The Toronto Blue Jays scored five second-inning runs against Sandy Alcantara and defeated the host Miami Marlins 6-3 on Wednesday afternoon.
Alcantara, the reigning National League Cy Young Award winner, allowed 10 hits and five runs in seven innings. He is now 2-6 with a 5.08 ERA.
Toronto was led by George Springer, who went 2-for-5 with two RBIs, and Matt Chapman, who slugged his 10th homer of the season.
Jays starter Kevin Gausman (7-3) improved to 4-1 in his career against the Marlins. He allowed eight hits and three runs in six innings.
Closer Jordan Romano pitched around minor trouble in the ninth inning to earn his MLB-leading 22nd save of the season.
Miami’s Luis Arraez went 2-for-5. He leads the majors with a .398 batting average.
Toronto sent nine batters to the plate in the second, smashing six hits and plating five runs off Alcantara. Chapman led off the inning with a hustle double to left-center. Cavan Biggio’s double to right put Toronto on the board. Kevin Kiermaier’s single to center made it 2-0.

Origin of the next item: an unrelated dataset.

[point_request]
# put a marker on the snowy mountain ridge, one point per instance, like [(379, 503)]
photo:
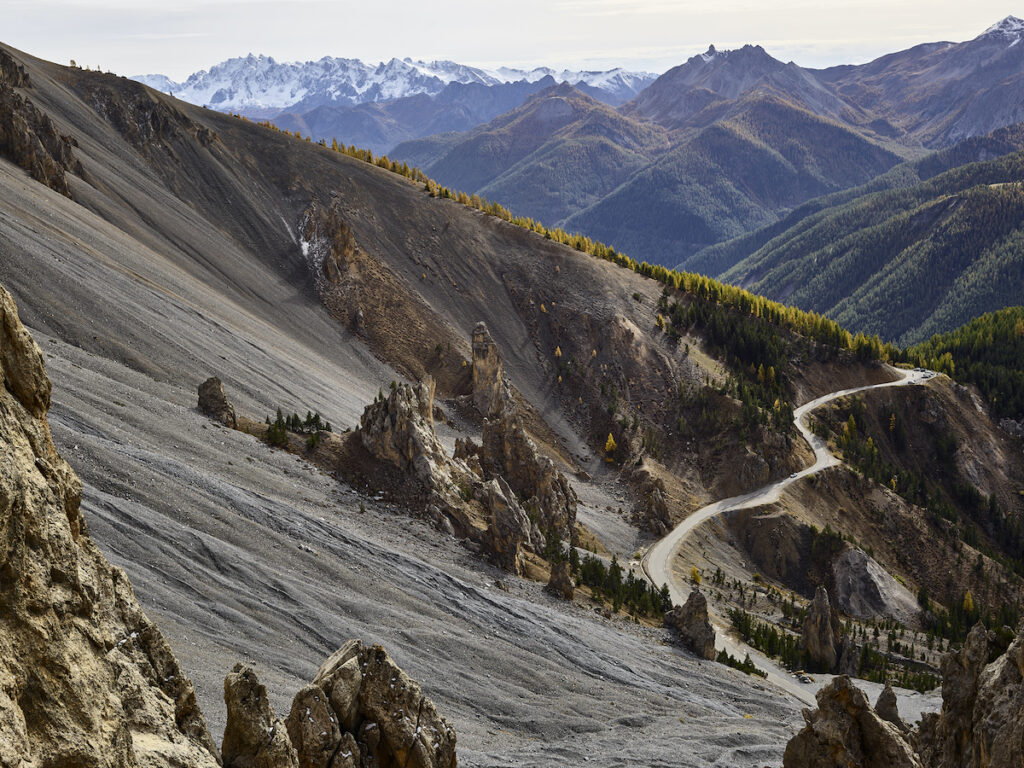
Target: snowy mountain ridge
[(260, 84)]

Then, with the infield drawn in, the Jays doubled their lead on Springer’s chopper over the head of third baseman Garrett Hampson for a two-run single. Kiermaier, who was the second runner to score on Springer’s hit, just got his left hand on the plate before the tag.
Whit Merrifield’s RBI single capped the rally.

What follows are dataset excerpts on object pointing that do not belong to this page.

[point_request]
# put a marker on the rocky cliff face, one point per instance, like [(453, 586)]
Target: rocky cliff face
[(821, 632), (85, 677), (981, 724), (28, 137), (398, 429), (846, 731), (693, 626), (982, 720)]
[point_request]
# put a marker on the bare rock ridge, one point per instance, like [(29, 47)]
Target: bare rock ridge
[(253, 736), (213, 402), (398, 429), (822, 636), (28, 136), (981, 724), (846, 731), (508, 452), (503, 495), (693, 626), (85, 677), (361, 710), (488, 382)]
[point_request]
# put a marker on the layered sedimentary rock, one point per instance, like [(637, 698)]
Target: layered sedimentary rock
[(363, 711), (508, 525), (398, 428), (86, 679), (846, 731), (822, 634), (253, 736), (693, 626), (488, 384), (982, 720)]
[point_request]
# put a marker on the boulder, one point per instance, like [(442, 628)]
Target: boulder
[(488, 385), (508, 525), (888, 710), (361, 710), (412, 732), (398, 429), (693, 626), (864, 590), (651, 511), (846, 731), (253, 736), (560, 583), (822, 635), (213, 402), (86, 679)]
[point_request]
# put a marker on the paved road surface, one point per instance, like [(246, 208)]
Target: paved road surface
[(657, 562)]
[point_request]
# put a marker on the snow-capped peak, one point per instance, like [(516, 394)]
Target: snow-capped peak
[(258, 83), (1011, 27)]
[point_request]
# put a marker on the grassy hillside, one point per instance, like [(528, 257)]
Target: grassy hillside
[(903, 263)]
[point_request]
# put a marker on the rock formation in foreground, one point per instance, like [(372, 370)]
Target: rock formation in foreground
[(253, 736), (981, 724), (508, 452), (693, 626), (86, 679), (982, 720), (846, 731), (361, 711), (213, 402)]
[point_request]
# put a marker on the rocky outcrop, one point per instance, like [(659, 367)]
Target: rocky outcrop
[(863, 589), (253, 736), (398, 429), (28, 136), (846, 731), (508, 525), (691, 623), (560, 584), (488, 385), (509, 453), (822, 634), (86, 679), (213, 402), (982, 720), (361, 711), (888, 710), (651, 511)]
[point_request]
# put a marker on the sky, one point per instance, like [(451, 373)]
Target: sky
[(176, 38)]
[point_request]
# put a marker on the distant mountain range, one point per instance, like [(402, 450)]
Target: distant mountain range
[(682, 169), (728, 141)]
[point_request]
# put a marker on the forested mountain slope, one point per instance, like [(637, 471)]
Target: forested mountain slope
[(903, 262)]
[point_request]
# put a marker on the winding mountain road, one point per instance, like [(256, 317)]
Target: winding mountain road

Miami got its first runs in the fourth as Bryan De La Cruz hit a leadoff single and advanced on Jesus Sanchez’s double off the wall. Both runners scored when Garrett Cooper’s drive to the warning track went off the glove of left fielder Merrifield. Cooper, who was given a double on the play, was stranded as Gausman got a flyout, groundout and strikeout, working around a walk.

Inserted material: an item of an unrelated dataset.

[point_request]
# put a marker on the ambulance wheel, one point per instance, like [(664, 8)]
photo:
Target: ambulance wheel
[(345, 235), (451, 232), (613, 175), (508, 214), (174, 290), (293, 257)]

The Marlins cut their deficit to 5-3 in the seventh on a rally that started with Jonathan Davis’ single and Jacob Stallings’ hit-by-pitch. Hampson earned the RBI with an opposite-field single to right. But Arraez hit into a crucial double play, hurting Miami’s momentum.
Chapman homered in the eighth to extend Toronto’s lead to 6-3. Chapman’s shot to left went 415 feet.